Het hormoonsysteem bestaat uit alle klieren die hormonen produceren en hormoonreceptoren in het lichaam. Het speelt een belangrijke rol bij de voortplanting en de ontwikkeling van embryo's. Darnaast speelt het ook een rol bij de regulering van het metabolisme in het algemeen.

Vanwaar die groeiende ongerustheid over hormoonverstoorders en hun verband met bepaalde chemische stoffen?

Er zijn schadelijke effecten op de voortplanting en de ontwikkeling waargenomen en er zijn bewijzen van effecten op populaties van wilde dieren. De afgelopen twee decennia is er een verhoging van het aantal endocriene stoornissen bij mensen vastgesteld.

Diepgaande laboratoriumstudies bevestigen het idee dat de blootstelling aan bepaalde chemische stoffen endocriene stoornissen bij mensen en wilde dieren kan veroorzaken. Blootstelling tijdens de kritieke perioden van de ontwikkeling kan onomkeerbare effecen veroorzaken die pas later in het leven zichtbaar worden. Het is evenwel zeer moeilijk om een verband te leggen tussen bepaalde chemische stoffen in het bijzonder en hormoonontregeling, zeker wanneer zij maar kort in het lichaam aanwezig blijven.

Wat zijn de belangrijkste effecten van de onderzochte hormoonverstoorders?

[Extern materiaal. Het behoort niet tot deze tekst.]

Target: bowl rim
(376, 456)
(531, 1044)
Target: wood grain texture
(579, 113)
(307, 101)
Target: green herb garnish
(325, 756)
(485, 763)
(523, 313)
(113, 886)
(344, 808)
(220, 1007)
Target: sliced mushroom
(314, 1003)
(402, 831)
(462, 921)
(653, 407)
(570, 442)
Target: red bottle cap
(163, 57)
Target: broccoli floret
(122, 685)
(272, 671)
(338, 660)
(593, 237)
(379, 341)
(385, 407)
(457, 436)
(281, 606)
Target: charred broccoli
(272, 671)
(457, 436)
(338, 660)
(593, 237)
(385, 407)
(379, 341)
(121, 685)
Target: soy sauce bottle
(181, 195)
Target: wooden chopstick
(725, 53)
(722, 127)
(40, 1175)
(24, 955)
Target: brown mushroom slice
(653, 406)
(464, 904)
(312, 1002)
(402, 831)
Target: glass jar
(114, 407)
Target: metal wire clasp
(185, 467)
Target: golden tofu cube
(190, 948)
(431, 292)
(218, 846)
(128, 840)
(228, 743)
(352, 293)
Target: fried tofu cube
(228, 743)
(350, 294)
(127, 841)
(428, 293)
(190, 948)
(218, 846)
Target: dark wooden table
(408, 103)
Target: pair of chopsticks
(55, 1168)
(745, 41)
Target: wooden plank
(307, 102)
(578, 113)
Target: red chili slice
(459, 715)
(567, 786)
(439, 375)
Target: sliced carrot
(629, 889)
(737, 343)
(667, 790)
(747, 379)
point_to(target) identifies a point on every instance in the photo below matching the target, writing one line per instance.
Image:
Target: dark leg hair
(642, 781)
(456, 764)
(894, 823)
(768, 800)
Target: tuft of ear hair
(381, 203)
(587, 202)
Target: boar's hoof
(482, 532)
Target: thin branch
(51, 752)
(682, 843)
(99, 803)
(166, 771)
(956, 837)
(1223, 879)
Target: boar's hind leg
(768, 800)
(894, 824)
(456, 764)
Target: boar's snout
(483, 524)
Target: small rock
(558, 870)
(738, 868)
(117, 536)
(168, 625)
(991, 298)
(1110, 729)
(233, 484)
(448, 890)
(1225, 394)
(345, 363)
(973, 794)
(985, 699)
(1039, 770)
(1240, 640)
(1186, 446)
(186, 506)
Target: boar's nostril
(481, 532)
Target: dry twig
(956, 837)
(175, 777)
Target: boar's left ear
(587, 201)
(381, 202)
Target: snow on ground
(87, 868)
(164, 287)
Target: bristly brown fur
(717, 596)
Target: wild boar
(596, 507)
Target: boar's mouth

De onderzochte effecten kunnen in vier grote groepen worden onderverdeeld:

  • a) Impact op de reproductieve gezondheid bij mensen Dat is een van de belangrijkste aspecten betreffende de effecten van hormoononverstoorders op de menselijke gezondheid. Er worden zowel effecten bij de vrouw als bij de man waargenomen, gaande van een onvolledige seksuele ontwikkeling tot vruchtbaarheidsproblemen.  
  • b) Hormoongevoelige kankers bij de mens Meerdere kankers bij de mens worden door hormonen beïnvloed. Daarbij kunnen hormoononverstoorders een rol spelen in de ontwikkeling ervan. Voor een zeker aantal hormoongevoelige kankers hebben we te weinig informatie over de mogelijke rol die hormoonverstoorders spelen.  
  • c) Impact op de ontwikkeling en het metabolisme bij de mens Hormoonverstoorders kunnen effecten hebben op bepaalde hormoonsystemen en met name op de schildklier. Ze kunnen eveneens de functies van het immuunsysteem beïnvloeden. Er zijn aanwijzingen dat blootstelling aan chemische stoffen verband houdt met de huidige obesitasepidemie.  
  • d) Impact op wilde dieren De belangrijkste factoren bij het waarnemen van de effecten op dieren hebben betrekking op de voortplanting en ontwikkeling. De effecten werden zo bij verschillende groepen van taxonomische groepen waargenomen, van ongewervelden tot zoogdieren.  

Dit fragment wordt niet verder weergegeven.